Cuando llegamos a la mansión, Thomas se inclinó para besarme. Giré la cara sutilmente, dejando que sus labios rozaran apenas mi mejilla. No quería sentirlo. No quería recordarlo. -Te llamaré pronto -dijo con una sonrisa triunfante, como si ya me hubiera conquistado.
Asentí sin mirarlo, mis manos apretadas en puños bajo el chal que me cubría los hombros. Entré en casa con pasos pesados, el eco de mis tacones resonando en el vestíbulo vacío. Subí corriendo a mi habitación, cerré la puerta de golpe y me dejé caer sobre la cama. El vestido se arrugó bajo mi cuerpo, pero no me importó. Las perlas del collar se clavaban en mi piel, un recordatorio cruel de la noche que acababa de soportar.

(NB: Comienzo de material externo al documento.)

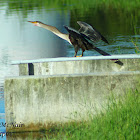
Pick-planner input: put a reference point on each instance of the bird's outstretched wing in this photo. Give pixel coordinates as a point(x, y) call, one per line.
point(90, 32)
point(80, 39)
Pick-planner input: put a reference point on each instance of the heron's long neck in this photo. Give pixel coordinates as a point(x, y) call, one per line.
point(56, 31)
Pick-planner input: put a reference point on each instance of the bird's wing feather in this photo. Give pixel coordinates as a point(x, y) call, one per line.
point(91, 33)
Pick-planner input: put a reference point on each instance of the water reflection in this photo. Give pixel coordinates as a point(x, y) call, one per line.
point(21, 40)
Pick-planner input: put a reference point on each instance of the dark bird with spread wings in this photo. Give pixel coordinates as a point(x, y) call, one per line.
point(83, 39)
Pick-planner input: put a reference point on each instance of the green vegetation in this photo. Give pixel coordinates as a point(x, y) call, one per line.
point(119, 121)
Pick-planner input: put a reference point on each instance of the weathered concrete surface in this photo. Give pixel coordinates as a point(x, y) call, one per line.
point(37, 101)
point(79, 67)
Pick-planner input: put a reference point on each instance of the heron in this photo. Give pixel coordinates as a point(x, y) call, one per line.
point(81, 39)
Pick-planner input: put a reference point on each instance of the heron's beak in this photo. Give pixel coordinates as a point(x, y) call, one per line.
point(34, 22)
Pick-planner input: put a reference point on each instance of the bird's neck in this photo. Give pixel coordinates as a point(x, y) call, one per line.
point(56, 31)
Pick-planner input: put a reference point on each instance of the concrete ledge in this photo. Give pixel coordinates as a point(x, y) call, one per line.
point(66, 65)
point(42, 100)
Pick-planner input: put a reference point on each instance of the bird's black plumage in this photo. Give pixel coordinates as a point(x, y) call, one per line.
point(83, 40)
point(90, 32)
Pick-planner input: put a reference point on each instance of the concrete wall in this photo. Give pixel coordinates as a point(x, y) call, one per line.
point(37, 101)
point(79, 67)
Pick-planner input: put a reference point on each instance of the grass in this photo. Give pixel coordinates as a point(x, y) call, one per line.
point(119, 121)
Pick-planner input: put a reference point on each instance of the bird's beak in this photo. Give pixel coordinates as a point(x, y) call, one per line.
point(34, 22)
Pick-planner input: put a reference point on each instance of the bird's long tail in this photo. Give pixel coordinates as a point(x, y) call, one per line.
point(107, 54)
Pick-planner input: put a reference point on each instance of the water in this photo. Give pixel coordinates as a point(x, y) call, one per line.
point(20, 40)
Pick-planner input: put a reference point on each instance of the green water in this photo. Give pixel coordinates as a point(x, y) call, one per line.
point(117, 20)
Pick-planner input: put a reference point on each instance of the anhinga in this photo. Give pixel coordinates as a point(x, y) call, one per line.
point(82, 39)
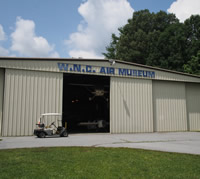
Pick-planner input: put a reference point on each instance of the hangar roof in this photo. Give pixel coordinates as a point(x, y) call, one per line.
point(116, 67)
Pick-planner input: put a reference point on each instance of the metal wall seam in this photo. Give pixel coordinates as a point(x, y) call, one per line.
point(169, 106)
point(2, 76)
point(27, 95)
point(129, 111)
point(193, 106)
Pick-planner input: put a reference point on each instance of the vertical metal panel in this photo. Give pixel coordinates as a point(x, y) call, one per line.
point(1, 96)
point(28, 94)
point(193, 106)
point(169, 106)
point(130, 105)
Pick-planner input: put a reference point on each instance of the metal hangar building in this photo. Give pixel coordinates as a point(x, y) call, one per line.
point(127, 97)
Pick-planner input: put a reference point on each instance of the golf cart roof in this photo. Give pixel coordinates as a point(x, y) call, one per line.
point(51, 114)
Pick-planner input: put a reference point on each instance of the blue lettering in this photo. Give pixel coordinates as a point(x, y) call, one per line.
point(111, 71)
point(122, 71)
point(135, 72)
point(88, 68)
point(129, 72)
point(140, 72)
point(102, 70)
point(77, 67)
point(152, 74)
point(63, 66)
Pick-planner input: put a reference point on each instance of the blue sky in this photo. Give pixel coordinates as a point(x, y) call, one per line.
point(72, 28)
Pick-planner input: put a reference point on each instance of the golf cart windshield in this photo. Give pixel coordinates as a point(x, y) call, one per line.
point(48, 118)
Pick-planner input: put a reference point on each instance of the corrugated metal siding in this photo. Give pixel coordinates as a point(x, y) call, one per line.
point(130, 105)
point(193, 106)
point(169, 106)
point(27, 95)
point(1, 96)
point(52, 66)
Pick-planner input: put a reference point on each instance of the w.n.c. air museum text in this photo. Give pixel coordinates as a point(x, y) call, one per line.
point(65, 67)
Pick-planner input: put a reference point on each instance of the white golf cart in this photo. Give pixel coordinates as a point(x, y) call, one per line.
point(55, 128)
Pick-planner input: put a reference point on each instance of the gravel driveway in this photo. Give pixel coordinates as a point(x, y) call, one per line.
point(181, 142)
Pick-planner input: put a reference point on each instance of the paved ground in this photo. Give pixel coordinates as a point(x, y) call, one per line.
point(182, 142)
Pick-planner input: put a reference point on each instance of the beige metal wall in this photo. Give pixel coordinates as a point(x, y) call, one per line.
point(52, 66)
point(193, 106)
point(1, 96)
point(130, 105)
point(27, 95)
point(169, 104)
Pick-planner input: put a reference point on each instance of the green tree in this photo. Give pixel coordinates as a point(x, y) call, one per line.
point(157, 39)
point(193, 66)
point(139, 35)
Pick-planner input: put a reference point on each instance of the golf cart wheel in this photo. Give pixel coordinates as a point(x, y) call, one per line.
point(65, 134)
point(42, 135)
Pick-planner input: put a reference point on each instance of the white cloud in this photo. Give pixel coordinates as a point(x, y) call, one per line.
point(100, 19)
point(2, 33)
point(183, 9)
point(3, 52)
point(26, 43)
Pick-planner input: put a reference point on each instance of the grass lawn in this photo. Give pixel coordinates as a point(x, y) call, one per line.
point(83, 162)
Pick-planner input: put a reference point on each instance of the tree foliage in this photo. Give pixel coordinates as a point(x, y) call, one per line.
point(157, 39)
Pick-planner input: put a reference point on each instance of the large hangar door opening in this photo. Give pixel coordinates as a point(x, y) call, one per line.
point(86, 103)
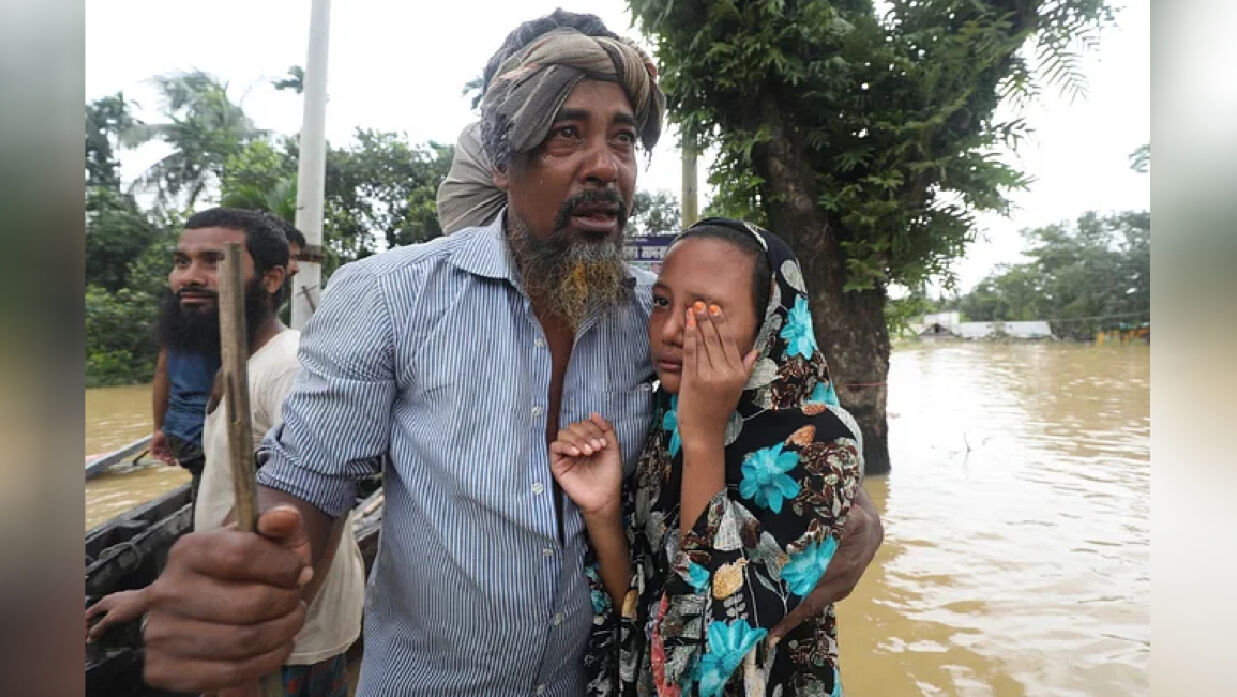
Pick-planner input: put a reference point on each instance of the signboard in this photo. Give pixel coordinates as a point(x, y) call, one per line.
point(646, 253)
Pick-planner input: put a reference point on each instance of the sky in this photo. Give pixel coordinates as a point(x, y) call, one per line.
point(402, 67)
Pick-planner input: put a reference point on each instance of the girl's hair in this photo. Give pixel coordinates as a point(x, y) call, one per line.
point(762, 275)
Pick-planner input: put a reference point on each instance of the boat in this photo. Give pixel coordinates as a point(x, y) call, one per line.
point(132, 452)
point(130, 551)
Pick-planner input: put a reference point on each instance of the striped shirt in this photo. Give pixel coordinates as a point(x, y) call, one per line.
point(429, 359)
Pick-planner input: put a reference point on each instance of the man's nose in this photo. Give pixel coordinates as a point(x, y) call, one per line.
point(601, 167)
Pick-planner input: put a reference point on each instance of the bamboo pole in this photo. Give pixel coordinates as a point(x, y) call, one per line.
point(234, 349)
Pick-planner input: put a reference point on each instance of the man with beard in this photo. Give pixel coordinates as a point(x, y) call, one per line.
point(449, 367)
point(189, 355)
point(333, 614)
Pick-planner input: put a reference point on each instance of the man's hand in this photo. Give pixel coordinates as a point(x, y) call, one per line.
point(158, 447)
point(588, 464)
point(861, 537)
point(229, 604)
point(115, 608)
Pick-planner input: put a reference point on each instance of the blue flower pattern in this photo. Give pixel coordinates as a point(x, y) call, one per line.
point(698, 576)
point(765, 477)
point(727, 645)
point(671, 422)
point(799, 337)
point(805, 568)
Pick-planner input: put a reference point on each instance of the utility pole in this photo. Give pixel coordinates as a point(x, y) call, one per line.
point(688, 204)
point(312, 171)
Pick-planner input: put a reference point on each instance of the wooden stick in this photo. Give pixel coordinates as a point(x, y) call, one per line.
point(234, 350)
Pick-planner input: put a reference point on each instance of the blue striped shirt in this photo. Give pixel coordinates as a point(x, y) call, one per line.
point(429, 358)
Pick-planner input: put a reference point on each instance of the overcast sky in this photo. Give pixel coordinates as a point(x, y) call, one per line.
point(402, 67)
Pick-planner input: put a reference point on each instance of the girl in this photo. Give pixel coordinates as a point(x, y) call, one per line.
point(740, 494)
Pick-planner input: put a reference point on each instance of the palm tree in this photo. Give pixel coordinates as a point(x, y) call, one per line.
point(203, 126)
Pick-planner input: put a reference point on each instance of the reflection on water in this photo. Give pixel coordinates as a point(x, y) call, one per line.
point(1017, 523)
point(1017, 528)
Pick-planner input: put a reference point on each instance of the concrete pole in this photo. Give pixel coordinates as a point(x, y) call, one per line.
point(688, 202)
point(312, 172)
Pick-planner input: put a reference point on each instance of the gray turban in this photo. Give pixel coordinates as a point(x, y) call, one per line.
point(521, 103)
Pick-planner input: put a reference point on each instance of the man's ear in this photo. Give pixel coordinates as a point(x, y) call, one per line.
point(273, 279)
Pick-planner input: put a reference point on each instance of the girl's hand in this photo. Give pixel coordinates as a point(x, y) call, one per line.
point(116, 608)
point(714, 374)
point(588, 464)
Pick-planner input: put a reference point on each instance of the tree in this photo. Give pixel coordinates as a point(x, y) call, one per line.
point(260, 177)
point(866, 141)
point(203, 128)
point(381, 193)
point(654, 213)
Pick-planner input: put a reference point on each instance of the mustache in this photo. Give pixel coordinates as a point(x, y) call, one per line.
point(590, 197)
point(198, 292)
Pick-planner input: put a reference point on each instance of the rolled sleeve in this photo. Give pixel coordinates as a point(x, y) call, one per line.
point(337, 420)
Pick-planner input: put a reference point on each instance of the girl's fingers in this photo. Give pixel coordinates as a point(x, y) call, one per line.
point(725, 337)
point(564, 447)
point(607, 430)
point(708, 337)
point(689, 346)
point(589, 435)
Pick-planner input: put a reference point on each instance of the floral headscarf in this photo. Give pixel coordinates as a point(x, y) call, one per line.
point(699, 609)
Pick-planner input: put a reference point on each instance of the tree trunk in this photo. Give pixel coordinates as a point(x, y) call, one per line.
point(850, 326)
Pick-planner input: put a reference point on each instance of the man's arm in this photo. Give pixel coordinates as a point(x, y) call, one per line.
point(861, 537)
point(158, 406)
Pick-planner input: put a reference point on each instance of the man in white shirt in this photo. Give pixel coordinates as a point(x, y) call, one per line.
point(334, 601)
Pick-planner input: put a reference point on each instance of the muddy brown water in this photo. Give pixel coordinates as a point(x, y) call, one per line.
point(1017, 523)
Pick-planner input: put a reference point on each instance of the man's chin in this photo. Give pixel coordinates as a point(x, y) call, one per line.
point(199, 307)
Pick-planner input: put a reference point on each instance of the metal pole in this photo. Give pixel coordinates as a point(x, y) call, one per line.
point(312, 172)
point(688, 206)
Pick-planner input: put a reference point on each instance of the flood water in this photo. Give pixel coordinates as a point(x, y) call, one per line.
point(115, 417)
point(1017, 523)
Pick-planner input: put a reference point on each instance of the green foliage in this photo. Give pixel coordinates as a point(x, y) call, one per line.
point(204, 129)
point(381, 193)
point(105, 120)
point(1085, 276)
point(654, 213)
point(885, 125)
point(119, 336)
point(261, 178)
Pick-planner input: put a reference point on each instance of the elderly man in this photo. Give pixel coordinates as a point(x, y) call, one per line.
point(454, 363)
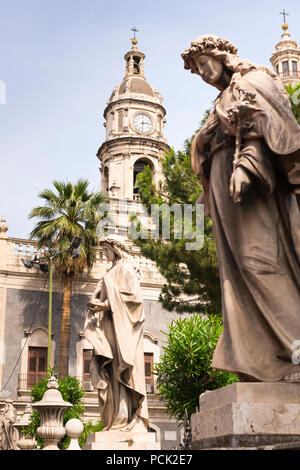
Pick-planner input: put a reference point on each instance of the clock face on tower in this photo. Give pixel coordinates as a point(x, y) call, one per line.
point(142, 123)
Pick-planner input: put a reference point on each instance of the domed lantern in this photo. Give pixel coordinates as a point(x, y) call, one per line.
point(51, 408)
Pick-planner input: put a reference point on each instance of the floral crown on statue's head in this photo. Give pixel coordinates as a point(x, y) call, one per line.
point(207, 44)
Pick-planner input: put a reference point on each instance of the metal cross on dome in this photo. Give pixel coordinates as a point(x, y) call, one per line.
point(134, 31)
point(284, 14)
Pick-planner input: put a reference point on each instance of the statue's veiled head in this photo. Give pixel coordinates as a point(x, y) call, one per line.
point(213, 58)
point(114, 247)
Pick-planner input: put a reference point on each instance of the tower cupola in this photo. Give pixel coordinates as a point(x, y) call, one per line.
point(286, 59)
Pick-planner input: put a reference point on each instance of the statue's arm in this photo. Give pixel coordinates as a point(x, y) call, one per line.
point(254, 167)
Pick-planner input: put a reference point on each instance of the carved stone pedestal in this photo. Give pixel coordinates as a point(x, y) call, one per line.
point(248, 416)
point(121, 440)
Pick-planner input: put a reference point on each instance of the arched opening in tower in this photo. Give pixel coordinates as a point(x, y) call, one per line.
point(140, 166)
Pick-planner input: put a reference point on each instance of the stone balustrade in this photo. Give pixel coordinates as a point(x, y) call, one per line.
point(12, 250)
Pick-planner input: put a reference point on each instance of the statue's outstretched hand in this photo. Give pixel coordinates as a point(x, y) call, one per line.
point(239, 184)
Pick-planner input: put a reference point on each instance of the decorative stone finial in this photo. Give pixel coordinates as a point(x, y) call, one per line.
point(52, 382)
point(3, 228)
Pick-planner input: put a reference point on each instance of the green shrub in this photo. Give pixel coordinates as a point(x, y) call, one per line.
point(184, 371)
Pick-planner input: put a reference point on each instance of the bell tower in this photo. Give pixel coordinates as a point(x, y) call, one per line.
point(134, 122)
point(286, 59)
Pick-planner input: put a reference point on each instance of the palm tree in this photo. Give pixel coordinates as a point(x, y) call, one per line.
point(69, 211)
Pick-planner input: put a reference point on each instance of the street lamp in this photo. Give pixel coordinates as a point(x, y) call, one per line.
point(45, 265)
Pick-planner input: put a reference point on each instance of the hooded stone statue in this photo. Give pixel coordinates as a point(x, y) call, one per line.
point(117, 367)
point(247, 156)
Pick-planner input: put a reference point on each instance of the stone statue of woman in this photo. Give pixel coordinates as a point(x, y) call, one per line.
point(247, 156)
point(114, 327)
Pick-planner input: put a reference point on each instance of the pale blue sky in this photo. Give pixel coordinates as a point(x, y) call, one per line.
point(61, 59)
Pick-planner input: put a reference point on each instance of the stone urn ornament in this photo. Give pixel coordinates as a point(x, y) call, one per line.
point(25, 442)
point(51, 409)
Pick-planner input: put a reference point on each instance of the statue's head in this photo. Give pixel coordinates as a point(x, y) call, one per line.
point(211, 57)
point(114, 247)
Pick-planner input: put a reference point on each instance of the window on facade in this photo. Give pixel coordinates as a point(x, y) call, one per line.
point(285, 68)
point(86, 375)
point(139, 167)
point(148, 359)
point(37, 365)
point(294, 65)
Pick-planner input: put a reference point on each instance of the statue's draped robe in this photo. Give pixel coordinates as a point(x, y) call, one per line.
point(117, 367)
point(258, 240)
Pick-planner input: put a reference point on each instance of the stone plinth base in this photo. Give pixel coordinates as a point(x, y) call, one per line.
point(248, 415)
point(121, 440)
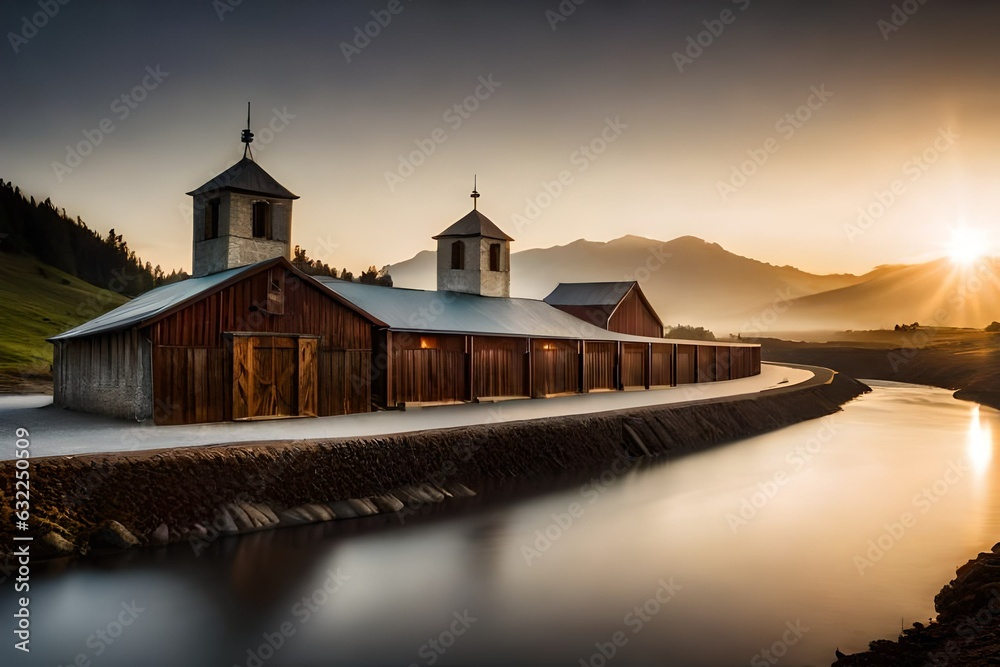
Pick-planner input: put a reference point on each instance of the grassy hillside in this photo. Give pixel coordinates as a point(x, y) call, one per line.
point(40, 301)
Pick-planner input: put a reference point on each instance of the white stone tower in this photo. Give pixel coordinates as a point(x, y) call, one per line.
point(474, 256)
point(241, 216)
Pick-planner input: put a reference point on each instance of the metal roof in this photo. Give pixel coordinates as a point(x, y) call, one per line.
point(589, 294)
point(149, 305)
point(248, 177)
point(455, 312)
point(475, 224)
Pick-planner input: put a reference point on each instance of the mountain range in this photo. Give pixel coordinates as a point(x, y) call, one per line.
point(692, 281)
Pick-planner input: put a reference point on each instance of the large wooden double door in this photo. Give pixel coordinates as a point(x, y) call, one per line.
point(274, 376)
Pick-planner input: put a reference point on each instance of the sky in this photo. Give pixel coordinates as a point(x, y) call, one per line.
point(832, 136)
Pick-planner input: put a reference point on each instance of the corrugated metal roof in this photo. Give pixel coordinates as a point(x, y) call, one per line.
point(154, 302)
point(589, 294)
point(455, 312)
point(475, 224)
point(249, 177)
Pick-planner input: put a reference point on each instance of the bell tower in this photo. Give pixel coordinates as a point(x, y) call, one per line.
point(242, 216)
point(473, 256)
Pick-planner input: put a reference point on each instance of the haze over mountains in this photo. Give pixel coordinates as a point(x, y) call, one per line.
point(691, 281)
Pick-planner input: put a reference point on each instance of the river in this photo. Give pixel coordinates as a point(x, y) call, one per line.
point(775, 549)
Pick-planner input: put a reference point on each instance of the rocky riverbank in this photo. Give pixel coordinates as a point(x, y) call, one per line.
point(965, 634)
point(101, 502)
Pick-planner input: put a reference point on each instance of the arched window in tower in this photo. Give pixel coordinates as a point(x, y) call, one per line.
point(212, 219)
point(262, 220)
point(494, 257)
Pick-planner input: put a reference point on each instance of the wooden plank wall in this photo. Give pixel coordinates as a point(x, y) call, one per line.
point(555, 367)
point(634, 365)
point(661, 365)
point(722, 363)
point(106, 374)
point(499, 366)
point(429, 369)
point(633, 317)
point(686, 370)
point(191, 386)
point(343, 351)
point(706, 363)
point(600, 365)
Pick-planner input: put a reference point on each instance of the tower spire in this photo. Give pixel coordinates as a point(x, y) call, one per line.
point(247, 136)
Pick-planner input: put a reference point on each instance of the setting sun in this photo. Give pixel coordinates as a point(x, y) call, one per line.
point(967, 245)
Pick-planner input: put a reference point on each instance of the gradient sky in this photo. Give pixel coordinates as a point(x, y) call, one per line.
point(686, 131)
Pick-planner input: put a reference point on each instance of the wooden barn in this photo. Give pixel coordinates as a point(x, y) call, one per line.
point(258, 342)
point(618, 306)
point(250, 337)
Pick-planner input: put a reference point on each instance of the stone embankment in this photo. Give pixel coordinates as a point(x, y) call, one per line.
point(100, 502)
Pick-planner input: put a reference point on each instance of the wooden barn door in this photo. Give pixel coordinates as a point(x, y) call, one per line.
point(274, 376)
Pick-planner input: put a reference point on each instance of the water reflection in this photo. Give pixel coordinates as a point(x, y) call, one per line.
point(812, 500)
point(980, 442)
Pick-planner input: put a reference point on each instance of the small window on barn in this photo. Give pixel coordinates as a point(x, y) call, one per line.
point(276, 292)
point(262, 220)
point(494, 257)
point(212, 219)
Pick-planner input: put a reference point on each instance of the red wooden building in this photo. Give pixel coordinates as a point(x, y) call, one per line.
point(618, 306)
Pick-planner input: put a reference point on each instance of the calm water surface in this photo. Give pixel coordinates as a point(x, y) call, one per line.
point(822, 535)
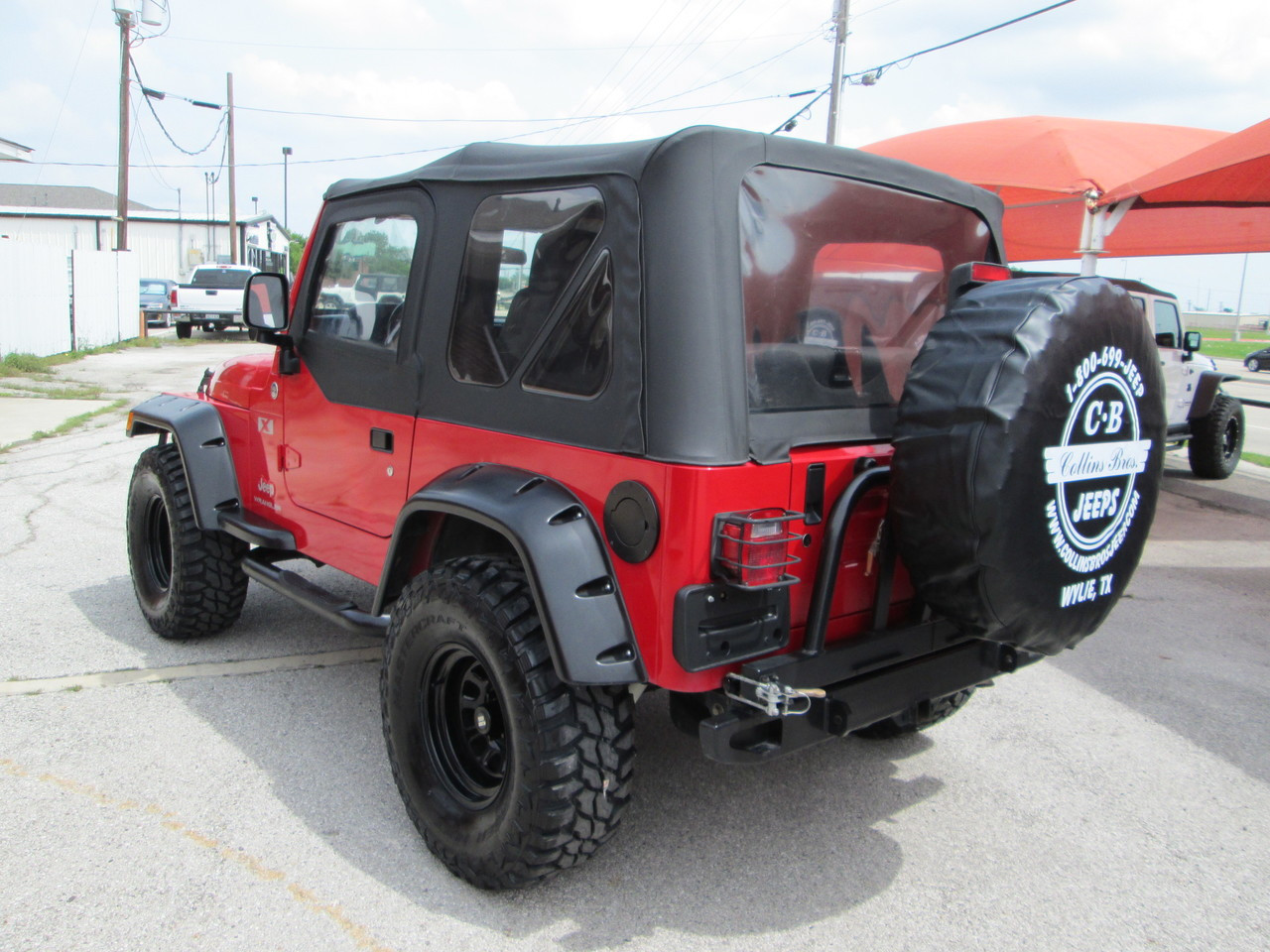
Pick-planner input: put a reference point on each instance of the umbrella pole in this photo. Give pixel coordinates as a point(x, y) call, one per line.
point(1097, 225)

Miré el techo, sintiendo cómo las lágrimas me quemaban los ojos, luchando por no caer. ¿Era esto todo lo que me esperaba en la vida? ¿Ser una sombra bonita en la vida de un hombre que nunca me vería como una persona? ¿Era esa la gran "bendición" de haber nacido en una familia multimillonaria? El silencio de mi habitación era ensordecedor, un vacío que se burlaba de mis sueños.
Me sentía sola, vacía, un objeto de lujo sin alma. Y supe, con una claridad devastadora, que si quería salvarme, tendría que encontrar la forma de romper las cadenas que me ataban. Pero aún no estaba lista. Aún no era lo suficientemente fuerte. Por ahora, solo podía seguir obedeciendo, seguir siendo la hija perfecta, la ficha que mis padres movían a su antojo.
Y esperar. Esperar a que algo, alguien, cambiara mi destino.